Ils restèrent ensemble, un temps indéfini, elle était là, derrière lui, une main tremblante posée sur son épaule, alors qu’il transmettait par son interface les données qu’il envoyait à calculer. Autour d’eux, des hologrammes apparaissaient et disparaissaient. Des mondes déjà irradiés étaient précipités dans un abîme insatiable, et des machines saisissaient leurs derniers moments pour les retransmettre dans cette pièce.

Le scientifique finit par revenir à lui.

– Le problème était passionnant, il existe une solution à notre portée. Un monde infiniment en expansion. Les galaxies continueront à s’éloigner pour l’éternité.

– Un monde qui n’aura pas de fin ?

– Chaque monde aura sa fin, mais les recompositions seront infinies. Tant qu’il restera de la matière, de l’énergie, des civilisations pourront vivre, et à la fin décider de leur destin.

– Alors, s’il y a un après, même sans nous, pouvons-nous envoyer un message ?

– Le Peuple a la Volonté, et le Conseil la Science. Ce que le Peuple demande, le Conseil l’exécute.

– Vous reprenez l’antique formule rituelle. Pourquoi ?

– Nous pourrions discourir longuement des  aboutissements d’un tel acte, des bienfaits et des traumatismes qu’il serait susceptible d’engendrer. Le fait est que nous n’en savons rien. Le Conseil se serait, comme à son habitude, abstenu d’agir ; mais l’existence d’un devenir tient à la transgression de cette même abstention. Je suis d’accord avec vous, autant faire quelque-chose. Je lance en ce moment une machine-pensée. Elle n’est faite ni de matière, ni d’énergie, et pourra résister au non-temps du non-espace, parcourir cet abîme d’éternité et se mettre en quête d’une autre espèce, probablement proche de la nôtre, capable de saisir nos concepts, et notre message. Vous avez le contrôle de son contenu, du message qu’elle délivrera, et dans quelles circonstances.

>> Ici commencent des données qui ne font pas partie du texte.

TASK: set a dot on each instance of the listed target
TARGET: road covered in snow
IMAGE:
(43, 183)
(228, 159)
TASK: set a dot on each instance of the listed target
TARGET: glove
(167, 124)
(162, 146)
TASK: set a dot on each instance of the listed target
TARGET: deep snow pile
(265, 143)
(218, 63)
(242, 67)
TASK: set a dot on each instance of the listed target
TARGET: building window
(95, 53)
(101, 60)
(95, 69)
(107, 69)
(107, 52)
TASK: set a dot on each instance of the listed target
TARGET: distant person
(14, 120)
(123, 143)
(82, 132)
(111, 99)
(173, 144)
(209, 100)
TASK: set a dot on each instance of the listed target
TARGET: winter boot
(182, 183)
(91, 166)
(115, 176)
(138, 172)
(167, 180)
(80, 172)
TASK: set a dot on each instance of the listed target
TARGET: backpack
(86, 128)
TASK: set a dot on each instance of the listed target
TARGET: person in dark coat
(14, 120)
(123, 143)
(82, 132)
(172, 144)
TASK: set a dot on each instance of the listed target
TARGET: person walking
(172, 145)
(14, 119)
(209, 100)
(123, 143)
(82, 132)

– J’y inclurai cet entretien, et la librairie du Conseil.

– C’est fait. Je suggère un enregistrement de ce qui se déroulera tant qu’il existe un univers.

– Oui.

– Le processus de transformation est prêt. Il vous appartient de le lancer.

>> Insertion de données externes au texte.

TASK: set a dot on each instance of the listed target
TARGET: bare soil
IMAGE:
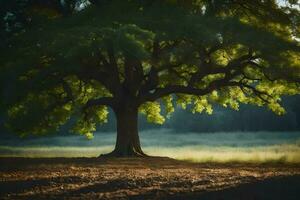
(144, 178)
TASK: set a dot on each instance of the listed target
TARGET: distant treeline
(248, 118)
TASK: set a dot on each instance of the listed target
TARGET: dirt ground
(144, 178)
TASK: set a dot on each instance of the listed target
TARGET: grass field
(256, 147)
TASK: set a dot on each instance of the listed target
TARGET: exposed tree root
(122, 153)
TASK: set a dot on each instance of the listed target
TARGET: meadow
(255, 147)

– Pourquoi à moi ? C’était votre idée.

– Vous avez en une question transcendé ma vision, ma pensée, Xieri. La réponse a demandé la science du Conseil, établie depuis des millions de générations. Elle n’est pas mon œuvre. Mais cette dernière question était la vôtre. C’est votre main qui créera cet univers.

Presque sans hésitation, Xieri effectua le geste symbolique. Un résultat fut presque immédiat : la pièce se remplit d’hologrammes montrant des machineries gigantesques se mettant en route, d’images d’étoiles soudainement déplacées à des vitesses insensées, de constellations qui se regroupaient, et de supernovas qui explosaient. Un chaos de destruction venait de s’emparer de la dernière galaxie comme si les notions de vitesse limite, de puissance et de masse avaient été abolies. Un chaos à première vue, mais un ordre effrayant au final.

– Toute cette puissance à notre disposition, fit Xieri.

– Rien, ce n’est rien, auprès de ce qu’elle affronte.

– Nos réserves d’énergie baissent rapidement.

– Il reste quelques heures. Désirez-vous vous isoler ?

– Je préfèrerais que nous passions ces derniers moments ensemble, répondit-elle, en prenant la main du scientifique, et la posant sur sa poitrine. Les deux mains traversèrent le liquide.

– J’en serais honoré.

L’image parut reculer, figurant une ville délirante à l’architecture improbable, qui semblait se prolonger sur l’intégralité d’un anneau encerclant une étoile. A l’arrière-plan, des points lumineux parcouraient des trajectoires ahurissantes. La vitesse parut augmenter encore, une galaxie changeait de forme en pénétrant dans … dans rien, qui l’absorbait, la faisait disparaître inexorablement. Tout disparut. Puis soudain, comme dans un gigantesque contrecoup, le champ fut inondé de lumière en provenance d’un point.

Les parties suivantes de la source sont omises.